How to get help:Volusia County will help pay for Tropical Storm Ian repairs.
What about the sandbags that the county placed on the beach to shore up properties?
After Ian and Nicole, the county placed large sandbags, called TrapBag systems, along vulnerable areas of the coast where property owners had provided easements.
The Florida Department of Environmental Protection will require the county to remove the bags by March of 2025, Fentress said. But the sand inside the bags will be dumped where they’re currently located.

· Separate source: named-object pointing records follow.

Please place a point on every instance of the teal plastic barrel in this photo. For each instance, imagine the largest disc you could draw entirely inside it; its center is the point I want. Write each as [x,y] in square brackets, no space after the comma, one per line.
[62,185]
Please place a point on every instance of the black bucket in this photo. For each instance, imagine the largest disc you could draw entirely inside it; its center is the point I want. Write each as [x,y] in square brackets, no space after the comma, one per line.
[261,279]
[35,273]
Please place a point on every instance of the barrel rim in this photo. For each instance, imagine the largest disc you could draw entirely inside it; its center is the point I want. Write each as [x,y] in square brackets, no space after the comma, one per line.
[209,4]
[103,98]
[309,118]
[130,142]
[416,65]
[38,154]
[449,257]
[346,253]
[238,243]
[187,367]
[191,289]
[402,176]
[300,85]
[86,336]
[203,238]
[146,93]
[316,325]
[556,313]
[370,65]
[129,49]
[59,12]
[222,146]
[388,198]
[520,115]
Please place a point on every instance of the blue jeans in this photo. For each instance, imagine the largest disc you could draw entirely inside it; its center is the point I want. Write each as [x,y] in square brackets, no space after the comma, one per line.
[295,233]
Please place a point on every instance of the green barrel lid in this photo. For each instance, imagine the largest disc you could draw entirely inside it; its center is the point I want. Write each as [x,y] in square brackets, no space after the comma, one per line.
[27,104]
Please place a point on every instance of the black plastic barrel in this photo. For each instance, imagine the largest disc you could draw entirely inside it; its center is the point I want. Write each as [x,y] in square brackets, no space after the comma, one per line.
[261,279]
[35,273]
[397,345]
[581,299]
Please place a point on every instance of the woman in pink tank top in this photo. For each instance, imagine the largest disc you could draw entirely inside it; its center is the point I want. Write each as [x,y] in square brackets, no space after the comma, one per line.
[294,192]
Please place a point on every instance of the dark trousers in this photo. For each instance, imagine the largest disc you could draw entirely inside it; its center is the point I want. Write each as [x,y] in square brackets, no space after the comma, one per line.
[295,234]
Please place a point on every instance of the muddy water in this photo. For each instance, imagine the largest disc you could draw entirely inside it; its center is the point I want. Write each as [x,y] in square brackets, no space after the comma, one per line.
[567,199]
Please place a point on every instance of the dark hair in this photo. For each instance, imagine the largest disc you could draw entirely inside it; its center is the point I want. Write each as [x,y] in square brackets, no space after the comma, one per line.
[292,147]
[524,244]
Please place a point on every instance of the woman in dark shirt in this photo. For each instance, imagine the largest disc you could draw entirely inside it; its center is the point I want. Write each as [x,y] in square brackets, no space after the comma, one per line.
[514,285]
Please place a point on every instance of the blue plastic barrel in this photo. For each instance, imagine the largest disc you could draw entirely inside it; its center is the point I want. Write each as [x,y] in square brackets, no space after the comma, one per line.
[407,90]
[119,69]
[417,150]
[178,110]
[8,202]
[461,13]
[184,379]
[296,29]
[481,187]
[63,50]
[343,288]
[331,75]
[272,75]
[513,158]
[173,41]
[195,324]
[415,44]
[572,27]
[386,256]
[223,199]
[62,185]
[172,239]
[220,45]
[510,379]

Properties that have TrapBags could also receive additional sand from the county’s north or south sand placement projects.
Those who already gave the county an easement for TrapBags don’t need to provide another for further sand placement, Fentress said.
Long-term feasibility study
The county also plans to use the state funds to formulate a plan for the long-term health of the coastline.
Fentress said the county will hold multiple meetings in all coastal communities to discuss the issue. The feedback will go into a feasibility study on ways to keep the coastline strong and healthy for years to come.
Fentress said she expects the County Council to consider plans for the feasibility study in December or January, and community meetings would follow that. Officials will also consider how to pay for the recommendations in the study.
“That will be your 50-year, long-term resiliency plan,” Fentress said.